The “use-once-and-throw” habit that has come to characterize modern living has ushered in considerable individual safety that most of us have become familiar with, but for a price. Single-use syringes and needles for instance, have become a norm in all clinics and hospitals, with the old fashioned “heat sterilize and re-use” glass syringes going into disrepute and oblivion.
While this “u-o-t” phenomenon is being seen with other commodities like shaving razors, water bottles and shampoo pouches, its most profound impact is being felt in the health care industry. Numerous scientific studies have shown greater safety from transmissible infections such as HIV, Hepatitis B and Hepatitis C with the use of disposable single-use needles and syringes.
The cost and hastle of disposables are however beginning to be felt in tertiary care hospitals where several procedures that involve puncturing the body are performed routinely. In coronary angiography for instance, catheters or long special tubes are inserted in the patient’s groin and dye is injected through them near the heart to assess the patency of arteries. In gastroenterolgy, we routinely use long tubes or accessories that pass down endoscopes to take samples from the intestines, inject medicines into bleeding veins, or remove stones from the bile duct
The vexing issue is whether all these elegant accessories need to be brand new for each patient, or whether they may be re-used with care.
The “u-o-t” approach is what wealthy litigant societies use and is safer. If a patient with obstructive jaundice for instance, has to have an endoscopic procedure called ERCP to get the offending stone removed from his bile duct, he would need at least 3 fresh accessories: a guide wire, a cannulotome to inject dye and widen the bile duct, and an extractor to pull the stone out, together costing aorund Rs 60,000/-. Add to that the hospital procedure charges and you would get a bill of around Rs 70,000/- , that most patients find hard.
This partly explains why the cost of the same procedure varies so widely between hospitals. Government as well as many affordable centres provide the same service at one-tenth the price and come to the rescue of people with limited resources whose choice is often between a scientific predictable treatment that he can afford and faith-healing.

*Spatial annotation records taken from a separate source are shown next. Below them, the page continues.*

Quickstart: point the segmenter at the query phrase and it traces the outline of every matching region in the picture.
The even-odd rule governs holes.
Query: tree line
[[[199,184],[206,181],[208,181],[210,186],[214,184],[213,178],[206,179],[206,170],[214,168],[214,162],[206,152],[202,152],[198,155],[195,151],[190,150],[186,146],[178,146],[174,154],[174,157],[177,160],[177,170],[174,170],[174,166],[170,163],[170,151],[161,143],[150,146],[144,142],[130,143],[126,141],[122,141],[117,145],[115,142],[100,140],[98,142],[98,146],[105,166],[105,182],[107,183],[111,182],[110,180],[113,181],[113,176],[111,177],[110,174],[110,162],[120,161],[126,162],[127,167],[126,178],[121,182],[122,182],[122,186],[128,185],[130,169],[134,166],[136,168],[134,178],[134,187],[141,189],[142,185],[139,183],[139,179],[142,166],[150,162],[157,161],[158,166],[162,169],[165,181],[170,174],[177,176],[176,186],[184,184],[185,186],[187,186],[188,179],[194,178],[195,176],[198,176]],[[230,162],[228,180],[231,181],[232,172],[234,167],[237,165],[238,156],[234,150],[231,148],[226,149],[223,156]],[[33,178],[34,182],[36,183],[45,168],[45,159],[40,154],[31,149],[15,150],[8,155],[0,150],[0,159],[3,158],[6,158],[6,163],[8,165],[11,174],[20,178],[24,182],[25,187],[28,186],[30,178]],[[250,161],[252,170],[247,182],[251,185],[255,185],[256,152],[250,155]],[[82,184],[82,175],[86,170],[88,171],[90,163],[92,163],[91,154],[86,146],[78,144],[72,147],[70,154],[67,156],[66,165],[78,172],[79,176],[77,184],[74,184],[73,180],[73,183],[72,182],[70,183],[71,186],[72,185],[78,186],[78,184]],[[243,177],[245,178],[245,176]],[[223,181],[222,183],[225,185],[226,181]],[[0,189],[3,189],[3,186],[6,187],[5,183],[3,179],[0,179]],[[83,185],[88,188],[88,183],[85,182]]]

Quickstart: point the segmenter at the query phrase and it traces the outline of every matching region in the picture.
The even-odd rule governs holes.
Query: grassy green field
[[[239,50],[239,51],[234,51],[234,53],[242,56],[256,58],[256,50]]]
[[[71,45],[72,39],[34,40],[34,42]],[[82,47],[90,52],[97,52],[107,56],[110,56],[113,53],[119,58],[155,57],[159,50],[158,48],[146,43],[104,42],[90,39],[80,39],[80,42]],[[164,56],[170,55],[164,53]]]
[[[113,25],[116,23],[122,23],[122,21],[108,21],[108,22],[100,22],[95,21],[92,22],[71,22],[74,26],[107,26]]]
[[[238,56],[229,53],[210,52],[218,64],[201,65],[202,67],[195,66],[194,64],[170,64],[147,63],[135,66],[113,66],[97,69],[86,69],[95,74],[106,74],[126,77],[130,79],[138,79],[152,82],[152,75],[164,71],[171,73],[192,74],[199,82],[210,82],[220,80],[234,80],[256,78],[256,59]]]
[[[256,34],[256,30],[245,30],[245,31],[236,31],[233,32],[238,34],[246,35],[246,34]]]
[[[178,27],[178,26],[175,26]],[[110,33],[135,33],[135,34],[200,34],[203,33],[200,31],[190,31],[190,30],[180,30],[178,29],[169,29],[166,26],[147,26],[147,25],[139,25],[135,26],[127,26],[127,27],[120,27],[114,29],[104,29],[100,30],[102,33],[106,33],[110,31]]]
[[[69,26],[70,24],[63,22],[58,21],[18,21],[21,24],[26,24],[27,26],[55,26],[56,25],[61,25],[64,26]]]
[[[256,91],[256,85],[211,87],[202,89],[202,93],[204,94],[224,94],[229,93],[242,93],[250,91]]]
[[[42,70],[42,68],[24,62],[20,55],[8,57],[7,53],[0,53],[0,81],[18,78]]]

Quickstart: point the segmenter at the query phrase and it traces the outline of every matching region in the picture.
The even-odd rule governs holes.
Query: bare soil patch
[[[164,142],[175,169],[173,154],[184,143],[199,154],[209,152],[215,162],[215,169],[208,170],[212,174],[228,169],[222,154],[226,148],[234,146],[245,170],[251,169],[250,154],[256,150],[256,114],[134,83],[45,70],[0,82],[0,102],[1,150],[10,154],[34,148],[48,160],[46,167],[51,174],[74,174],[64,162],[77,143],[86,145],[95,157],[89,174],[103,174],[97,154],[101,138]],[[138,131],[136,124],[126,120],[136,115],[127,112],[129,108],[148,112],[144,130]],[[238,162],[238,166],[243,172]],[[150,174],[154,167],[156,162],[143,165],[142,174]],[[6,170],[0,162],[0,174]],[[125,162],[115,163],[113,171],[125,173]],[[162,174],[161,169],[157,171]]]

Most Indian hospitals, caught in this dilemna, therefore re-use some accessories for some procedures. If defined guidelines are followed the risk of transmitting infection is low while the treatment remains within reach. American health care is so very expensive that an Americans without insurance cannot afford it, and the government, reeling under pressure has been trying desperately to reform.
Indian doctors are therefore perpetually caught in the crossfire between what is preached in books published in the west, and their ability to face reality and render the maximum good to maximum patients who throng their doors.
Between the ideal and the practicable, often falls the shadow!
As published in HT City (Hindustan Times) dated 11 March, 2012.